In the Properties panel for the expression operator, change the name in the Identifier field to CHANGE_CASE.
Click the Data tab, and then use the horizontal scrollbar to scroll to the end.
CHANGE_CASE.STATE_PROVINCE is added to the end of the dataset. You can preview the transformed data for CHANGE_CASE.STATE_PROVINCE in the Data tab.
From the Operators panel, drop the Expression operator onto the canvas, placing it after CHANGE_CASE.
Connect CHANGE_CASE to the new EXPRESSION_1 operator.
In the Properties panel for EXPRESSION_1, select Add expression in the Expressions table.
In the Add expression panel:
In the Identifier field, rename the expression to FULLNAME.
Keep Data type as VARCHAR.
Set Length to 200.
Under Expression builder, switch from the Incoming list to the
Functions list.
In the search by name field, enter CON. Then find CONCAT under String.
Enter CONCAT(CONCAT(EXPRESSION_1.CUSTOMERS_JSON.FIRST_NAME, ' '),EXPRESSION_1.CUSTOMERS_JSON.LAST_NAME)
You can also highlight a function's placeholders and then double-click or drop attributes from the Incoming list to create an expression.
Click Add.
The CONCAT expression is now listed in the Expressions table for the EXPRESSION_1 operator.

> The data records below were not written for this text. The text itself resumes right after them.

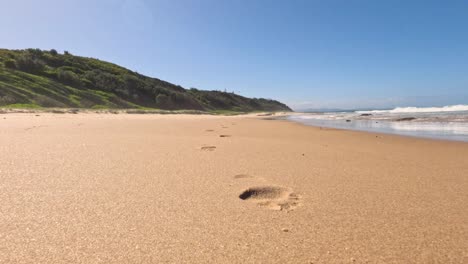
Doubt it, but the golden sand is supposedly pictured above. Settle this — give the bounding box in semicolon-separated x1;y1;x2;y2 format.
1;113;467;263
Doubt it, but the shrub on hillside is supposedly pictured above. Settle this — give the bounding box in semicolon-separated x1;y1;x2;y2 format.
15;54;45;73
0;95;16;105
155;94;171;108
170;92;202;109
84;69;123;92
57;69;82;87
35;95;64;107
50;49;58;56
4;59;16;69
25;48;43;57
123;74;145;91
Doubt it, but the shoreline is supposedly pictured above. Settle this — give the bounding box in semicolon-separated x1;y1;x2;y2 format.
282;117;468;144
1;113;467;263
283;113;468;143
277;118;468;151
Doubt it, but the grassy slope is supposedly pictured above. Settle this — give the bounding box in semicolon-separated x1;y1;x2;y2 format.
0;68;135;109
0;49;291;112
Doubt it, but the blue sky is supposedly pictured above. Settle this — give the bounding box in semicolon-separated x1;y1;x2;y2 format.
1;0;467;110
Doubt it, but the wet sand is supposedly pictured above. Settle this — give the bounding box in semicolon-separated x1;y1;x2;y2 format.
1;113;467;263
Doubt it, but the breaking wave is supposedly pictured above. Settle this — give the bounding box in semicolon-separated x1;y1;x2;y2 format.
357;105;468;114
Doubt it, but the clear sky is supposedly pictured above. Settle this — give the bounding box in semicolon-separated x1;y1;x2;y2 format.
1;0;467;110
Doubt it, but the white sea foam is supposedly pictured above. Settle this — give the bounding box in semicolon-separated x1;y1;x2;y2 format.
287;108;468;141
389;122;468;135
357;104;468;114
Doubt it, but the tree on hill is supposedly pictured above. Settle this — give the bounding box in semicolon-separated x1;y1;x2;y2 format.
4;59;16;69
14;53;45;73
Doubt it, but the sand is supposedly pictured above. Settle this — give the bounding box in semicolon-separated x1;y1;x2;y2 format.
0;113;467;263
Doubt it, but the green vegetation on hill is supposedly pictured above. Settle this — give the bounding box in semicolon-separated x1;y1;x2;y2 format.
0;48;291;112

You can add as many expressions as you want.
To save the data flow and continue editing, click Save.
4. Joining Data 🔗
After you apply filters and transformations, you can join the source data entities
using a unique customer identifier, and then load the data into a target data
entity.
To join the data from EXPRESSION_1 with the data from FILTER_1, drop a Join operator from the Operators panel onto the canvas, placing it after to EXPRESSION_1 and FILTER_1.
Connect EXPRESSION_1 to JOIN_1. Then connect FILTER_1 to JOIN_1.
With JOIN_1 selected, in the Details tab of the Properties panel, click Create next to Join condition.
In the Create join condition panel, enter CUST in the search by name field.
You want to join the entities using CUST_ID and CUST_KEY.
In the editor, enter JOIN_1_1.CUSTOMERS_JSON.CUST_ID=JOIN_1_2.REVENUE_CSV.CUST_KEY.
Click Create.
To save the data flow and continue editing, click Save.
5. Adding a Target Operator 🔗
From the Operators panel, drop a Target operator onto the canvas.
Connect JOIN_1 to TARGET_1.
Select TARGET_1 on the canvas, if it isn't already selected.
In the Details tab of the Properties panel, don't select the Create new data entity checkbox.
Next, click Select for each of the following options to make the selections for a data entity:
For Data asset, select Data_Warehouse.
For Connection, select Default Connection.
For Schema, select BETA.
For Data entity, select CUSTOMERS_TARGET.
For Staging location, select the Data Lake data asset, its default connection, and the compartment. Then for Schema, select the Object Storage bucket that you used to import the sample data.
Leave the value for Integration strategy as Insert.
To review the Attributes mapping, click the Map tab.
By default, all attributes are mapped by name.
For example, CUST_ID from JOIN_1 maps to CUST_ID in the target data entity.
To manually map attributes that aren't yet mapped, select the All menu in the Target attributes table, and then select Attributes not mapped.
You can do the same in the Source attributes table (for the incoming fields).
Now drop FULLNAME from Source attributes to FULL_NAME in Target attributes.
In the Target attributes table, select Attributes not mapped, and
then select All.
All attributes are now mapped.
(Optional) Click Actions to review the various mapping options that are available.
(Optional) Click View rules to view the applied Rules.
To save the data flow and exit the designer, click Save and close.